Peter pulsó el asterisco. Oyó un conjunto de tonos, y a continuación el teléfono sonando. Una. Dos. Tres veces. Cuatro. Oh, bueno…

—¿Hola?

—¿Becky?

—Sí. ¿Quiénes?

—Soy Peter Hobson. Estoy…

—¡Petey! Es maravilloso oír tu voz. ¿Estás en la ciudad?

—Sí. Tuve una reunión esta mañana en el Ministerio de Sanidad. Salí pronto y mi vuelo no sale hasta las siete de la tarde. Ni siquiera sabía si estarías en casa, pero pensé en llamarte.

—Trabajo de domingo a jueves. Estoy libre.

—Ah.

—El famoso Peter Hobson —dijo—. Te vi en The National.

Peter rió.

—Todavía el mismo de siempre —dijo—. Es bueno oír tu voz, Becky.

—Lo mismo digo.

Peter sintió que se le secaba la garganta.

—¿Estarías… estarías libre para almorzar hoy?

—Oh, me encantaría. Tengo que ir al banco esta mañana, de hecho estaba saliendo para eso, pero podría encontrarme contigo… ah, no sé, ¿demasiado pronto a las once y media?

En absoluto.

—Eso estaría bien. ¿Dónde?

—¿Conoces Carlo's en el Sparks Street Malí?

—Lo encontraré.

—Entonces nos veremos allí a las once y media.

—Perfecto —dijo Peter—. Me apetece mucho.

La voz de Becky estaba llena de calor.

—A mí también. ¡Adiós!

—Adiós.

Peter salió de la pequeña oficina y le preguntó a la recepcionista si conocía Carlo's.

—Oh, sí —dijo con sonrisa maliciosa—. Es un sitio de solteros por la noche.

—Voy a almorzar —dijo Peter, sintiendo la necesidad de explicarse.

—Ah, bien, a esa hora es mucho más tranquilo. Buenos tortellini.
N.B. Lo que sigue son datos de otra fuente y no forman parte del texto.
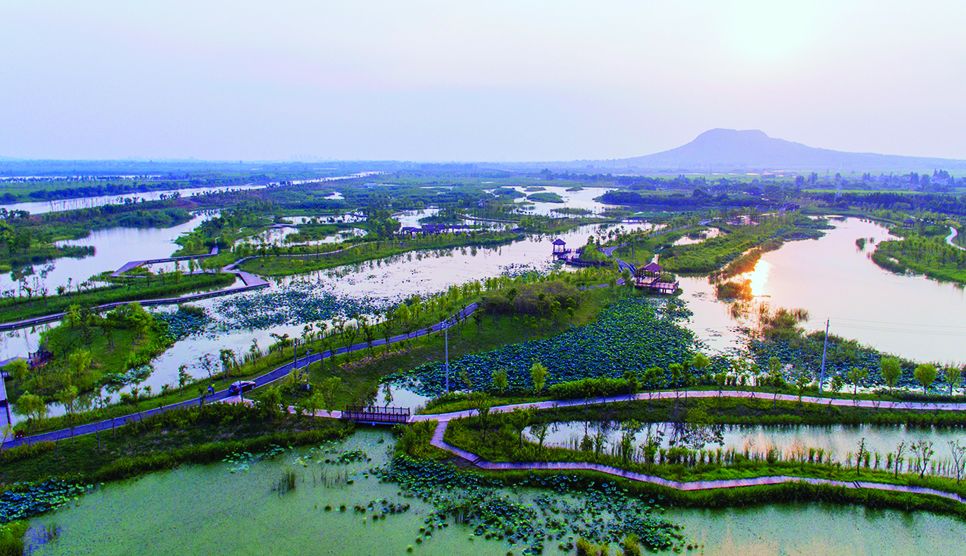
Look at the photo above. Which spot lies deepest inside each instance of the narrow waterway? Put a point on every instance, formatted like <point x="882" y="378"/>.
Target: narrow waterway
<point x="837" y="440"/>
<point x="112" y="248"/>
<point x="41" y="207"/>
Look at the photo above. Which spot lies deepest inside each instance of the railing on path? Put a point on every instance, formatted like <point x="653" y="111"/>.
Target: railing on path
<point x="377" y="415"/>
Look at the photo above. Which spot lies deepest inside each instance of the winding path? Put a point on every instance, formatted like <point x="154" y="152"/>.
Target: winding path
<point x="222" y="395"/>
<point x="443" y="420"/>
<point x="950" y="239"/>
<point x="249" y="282"/>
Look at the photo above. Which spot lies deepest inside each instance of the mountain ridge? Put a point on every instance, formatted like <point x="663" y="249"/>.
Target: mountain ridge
<point x="732" y="150"/>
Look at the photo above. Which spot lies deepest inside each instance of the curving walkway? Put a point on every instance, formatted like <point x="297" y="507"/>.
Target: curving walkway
<point x="472" y="458"/>
<point x="950" y="239"/>
<point x="223" y="395"/>
<point x="249" y="282"/>
<point x="668" y="394"/>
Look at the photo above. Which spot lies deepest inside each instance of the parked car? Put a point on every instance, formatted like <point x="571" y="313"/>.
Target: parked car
<point x="241" y="386"/>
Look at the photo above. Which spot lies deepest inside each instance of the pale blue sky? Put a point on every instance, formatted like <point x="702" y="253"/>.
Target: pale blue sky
<point x="493" y="80"/>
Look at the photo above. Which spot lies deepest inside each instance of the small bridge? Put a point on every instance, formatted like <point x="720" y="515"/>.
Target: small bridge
<point x="377" y="415"/>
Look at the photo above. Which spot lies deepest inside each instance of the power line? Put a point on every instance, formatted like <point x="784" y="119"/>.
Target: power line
<point x="900" y="323"/>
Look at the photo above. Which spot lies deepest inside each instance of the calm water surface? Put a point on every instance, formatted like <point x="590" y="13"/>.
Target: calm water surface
<point x="41" y="207"/>
<point x="839" y="440"/>
<point x="832" y="278"/>
<point x="112" y="248"/>
<point x="210" y="510"/>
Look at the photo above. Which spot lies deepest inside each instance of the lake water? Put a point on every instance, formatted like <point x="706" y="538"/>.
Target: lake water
<point x="795" y="275"/>
<point x="41" y="207"/>
<point x="207" y="509"/>
<point x="583" y="199"/>
<point x="112" y="248"/>
<point x="839" y="440"/>
<point x="832" y="278"/>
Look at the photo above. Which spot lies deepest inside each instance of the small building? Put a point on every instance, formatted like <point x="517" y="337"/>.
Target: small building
<point x="560" y="247"/>
<point x="651" y="269"/>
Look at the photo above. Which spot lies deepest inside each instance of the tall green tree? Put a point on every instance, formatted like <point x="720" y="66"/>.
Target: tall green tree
<point x="500" y="381"/>
<point x="953" y="376"/>
<point x="891" y="370"/>
<point x="538" y="375"/>
<point x="925" y="374"/>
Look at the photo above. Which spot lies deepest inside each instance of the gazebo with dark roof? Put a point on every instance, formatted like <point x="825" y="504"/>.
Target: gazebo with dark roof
<point x="651" y="268"/>
<point x="559" y="247"/>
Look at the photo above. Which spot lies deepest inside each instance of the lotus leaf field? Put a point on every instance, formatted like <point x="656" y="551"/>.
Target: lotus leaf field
<point x="297" y="303"/>
<point x="184" y="322"/>
<point x="493" y="509"/>
<point x="843" y="356"/>
<point x="21" y="501"/>
<point x="631" y="334"/>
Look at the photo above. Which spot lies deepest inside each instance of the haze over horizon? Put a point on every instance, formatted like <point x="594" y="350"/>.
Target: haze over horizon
<point x="509" y="81"/>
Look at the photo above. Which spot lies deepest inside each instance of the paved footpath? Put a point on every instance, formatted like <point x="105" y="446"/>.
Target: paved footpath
<point x="476" y="460"/>
<point x="223" y="395"/>
<point x="837" y="402"/>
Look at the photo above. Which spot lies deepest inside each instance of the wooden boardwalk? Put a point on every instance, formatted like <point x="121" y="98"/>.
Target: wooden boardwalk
<point x="444" y="419"/>
<point x="249" y="282"/>
<point x="131" y="265"/>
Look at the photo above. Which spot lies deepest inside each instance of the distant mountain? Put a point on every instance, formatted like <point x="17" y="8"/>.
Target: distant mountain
<point x="731" y="150"/>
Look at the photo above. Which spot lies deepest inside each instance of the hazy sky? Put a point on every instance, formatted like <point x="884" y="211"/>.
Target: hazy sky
<point x="458" y="80"/>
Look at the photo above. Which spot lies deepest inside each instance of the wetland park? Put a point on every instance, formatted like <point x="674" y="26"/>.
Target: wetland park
<point x="486" y="365"/>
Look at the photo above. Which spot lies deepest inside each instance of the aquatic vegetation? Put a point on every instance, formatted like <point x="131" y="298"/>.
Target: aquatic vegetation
<point x="545" y="197"/>
<point x="602" y="512"/>
<point x="297" y="303"/>
<point x="242" y="461"/>
<point x="24" y="500"/>
<point x="184" y="322"/>
<point x="632" y="334"/>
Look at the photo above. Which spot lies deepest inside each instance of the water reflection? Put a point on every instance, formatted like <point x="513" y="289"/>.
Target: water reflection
<point x="910" y="316"/>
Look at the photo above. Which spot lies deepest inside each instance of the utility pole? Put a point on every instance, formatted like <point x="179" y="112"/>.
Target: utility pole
<point x="821" y="377"/>
<point x="446" y="351"/>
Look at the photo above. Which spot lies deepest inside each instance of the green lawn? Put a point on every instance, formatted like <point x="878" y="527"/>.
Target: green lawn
<point x="196" y="435"/>
<point x="277" y="265"/>
<point x="362" y="372"/>
<point x="127" y="289"/>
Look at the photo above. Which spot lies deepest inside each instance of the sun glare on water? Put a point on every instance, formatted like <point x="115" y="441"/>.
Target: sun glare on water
<point x="759" y="278"/>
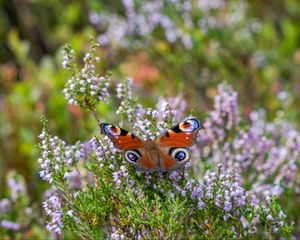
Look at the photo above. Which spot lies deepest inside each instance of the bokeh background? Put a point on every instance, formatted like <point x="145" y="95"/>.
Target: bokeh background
<point x="169" y="48"/>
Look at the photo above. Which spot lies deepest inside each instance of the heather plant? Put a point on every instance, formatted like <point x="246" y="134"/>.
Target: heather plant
<point x="19" y="216"/>
<point x="95" y="193"/>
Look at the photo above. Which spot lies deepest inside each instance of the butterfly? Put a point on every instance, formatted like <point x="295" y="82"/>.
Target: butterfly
<point x="168" y="152"/>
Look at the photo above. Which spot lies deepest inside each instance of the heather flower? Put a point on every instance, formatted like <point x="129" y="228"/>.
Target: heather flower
<point x="85" y="87"/>
<point x="96" y="194"/>
<point x="10" y="225"/>
<point x="52" y="207"/>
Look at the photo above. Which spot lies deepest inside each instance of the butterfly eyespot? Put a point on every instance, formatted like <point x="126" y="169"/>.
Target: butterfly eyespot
<point x="111" y="130"/>
<point x="180" y="154"/>
<point x="189" y="125"/>
<point x="132" y="156"/>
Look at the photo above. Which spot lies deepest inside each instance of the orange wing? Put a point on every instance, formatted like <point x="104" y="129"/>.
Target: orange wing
<point x="121" y="138"/>
<point x="181" y="135"/>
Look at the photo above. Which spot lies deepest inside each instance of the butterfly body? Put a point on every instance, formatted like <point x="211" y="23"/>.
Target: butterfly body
<point x="169" y="152"/>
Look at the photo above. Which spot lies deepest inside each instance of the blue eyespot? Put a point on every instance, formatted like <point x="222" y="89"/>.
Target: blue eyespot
<point x="132" y="156"/>
<point x="111" y="130"/>
<point x="180" y="154"/>
<point x="189" y="125"/>
<point x="194" y="123"/>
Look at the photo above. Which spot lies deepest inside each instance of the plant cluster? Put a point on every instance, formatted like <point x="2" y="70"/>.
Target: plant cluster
<point x="96" y="194"/>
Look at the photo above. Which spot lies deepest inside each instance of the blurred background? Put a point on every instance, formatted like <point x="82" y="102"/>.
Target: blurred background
<point x="169" y="48"/>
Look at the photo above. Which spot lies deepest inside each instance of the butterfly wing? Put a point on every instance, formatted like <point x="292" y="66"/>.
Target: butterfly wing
<point x="173" y="144"/>
<point x="135" y="150"/>
<point x="121" y="138"/>
<point x="182" y="134"/>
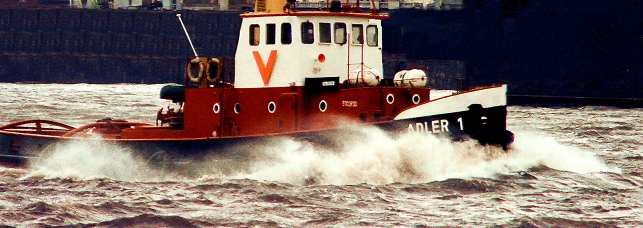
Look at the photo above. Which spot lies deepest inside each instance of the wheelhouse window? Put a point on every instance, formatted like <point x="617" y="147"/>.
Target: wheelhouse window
<point x="254" y="35"/>
<point x="271" y="30"/>
<point x="372" y="35"/>
<point x="340" y="33"/>
<point x="324" y="33"/>
<point x="356" y="34"/>
<point x="307" y="33"/>
<point x="286" y="33"/>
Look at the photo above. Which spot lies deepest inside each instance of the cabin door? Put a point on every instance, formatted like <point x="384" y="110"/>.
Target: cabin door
<point x="287" y="111"/>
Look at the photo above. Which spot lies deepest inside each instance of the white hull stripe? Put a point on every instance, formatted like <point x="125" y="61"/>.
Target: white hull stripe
<point x="489" y="97"/>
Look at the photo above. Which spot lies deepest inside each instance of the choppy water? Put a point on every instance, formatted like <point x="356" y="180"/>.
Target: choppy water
<point x="581" y="167"/>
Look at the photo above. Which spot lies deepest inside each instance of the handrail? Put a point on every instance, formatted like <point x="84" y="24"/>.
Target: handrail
<point x="111" y="124"/>
<point x="38" y="122"/>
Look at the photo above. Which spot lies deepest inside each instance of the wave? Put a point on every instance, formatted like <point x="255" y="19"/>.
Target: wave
<point x="369" y="155"/>
<point x="353" y="155"/>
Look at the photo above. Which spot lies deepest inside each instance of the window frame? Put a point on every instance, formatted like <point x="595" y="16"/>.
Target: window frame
<point x="327" y="31"/>
<point x="286" y="36"/>
<point x="254" y="38"/>
<point x="357" y="39"/>
<point x="336" y="27"/>
<point x="307" y="32"/>
<point x="271" y="34"/>
<point x="368" y="36"/>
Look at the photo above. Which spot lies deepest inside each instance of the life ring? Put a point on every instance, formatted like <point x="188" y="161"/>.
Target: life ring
<point x="200" y="69"/>
<point x="214" y="70"/>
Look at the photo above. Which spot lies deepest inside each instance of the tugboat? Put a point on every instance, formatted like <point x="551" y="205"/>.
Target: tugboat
<point x="297" y="74"/>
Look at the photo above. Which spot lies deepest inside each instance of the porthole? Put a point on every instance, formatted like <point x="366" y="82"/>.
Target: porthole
<point x="216" y="108"/>
<point x="323" y="106"/>
<point x="237" y="108"/>
<point x="272" y="107"/>
<point x="416" y="99"/>
<point x="390" y="98"/>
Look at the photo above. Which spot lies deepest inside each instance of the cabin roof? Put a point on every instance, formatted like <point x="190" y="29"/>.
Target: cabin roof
<point x="317" y="13"/>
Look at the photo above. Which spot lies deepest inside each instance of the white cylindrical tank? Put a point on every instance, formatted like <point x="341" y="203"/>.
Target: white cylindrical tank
<point x="410" y="78"/>
<point x="371" y="77"/>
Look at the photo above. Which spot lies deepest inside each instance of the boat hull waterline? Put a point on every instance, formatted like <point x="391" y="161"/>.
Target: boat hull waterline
<point x="487" y="125"/>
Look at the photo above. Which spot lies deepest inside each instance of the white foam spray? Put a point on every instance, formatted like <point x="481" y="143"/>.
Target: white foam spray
<point x="360" y="154"/>
<point x="89" y="159"/>
<point x="369" y="155"/>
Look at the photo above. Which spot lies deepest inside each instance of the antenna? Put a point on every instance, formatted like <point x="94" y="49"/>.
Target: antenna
<point x="186" y="34"/>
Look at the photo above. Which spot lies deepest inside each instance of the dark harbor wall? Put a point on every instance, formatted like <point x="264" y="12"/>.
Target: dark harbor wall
<point x="108" y="46"/>
<point x="555" y="48"/>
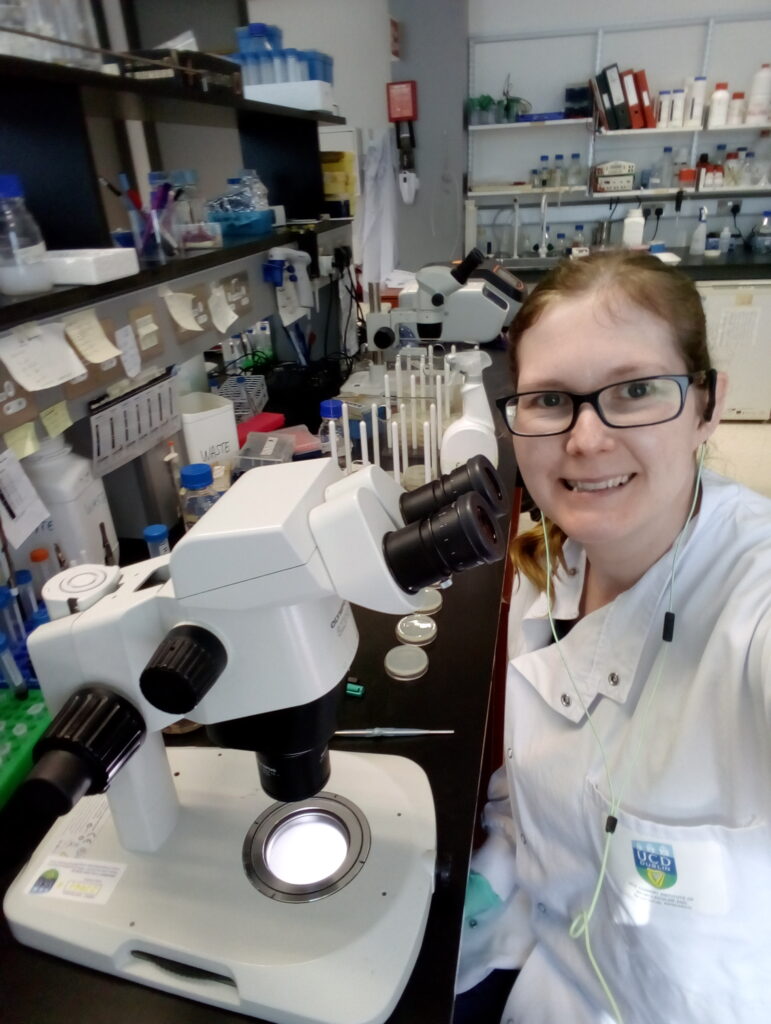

—¿Me puede decir cómo llegar allí?

—Por supuesto. ¿Va en coche?

—Iré andando si no está muy lejos.

—Le llevará como media hora.

—No es problema —dijo Peter.

—Le dibujaré un mapa —dijo y lo hizo.

Peter le dio las gracias, cogió el ascensor hasta la planta baja y salió a la calle. El paseo sólo le llevó realmente veinte minutos; Peter era famoso por su vigoroso ritmo al caminar. Eso significaba que tenía cerca de media hora de espera. Encontró un puesto de periódicos a demanda, metió tres monedas, y esperó los veinte segundos que eran necesarios para imprimir la edición de hoy del Ottawa Citizen. Volvió a Carlo's. Estaba desierto.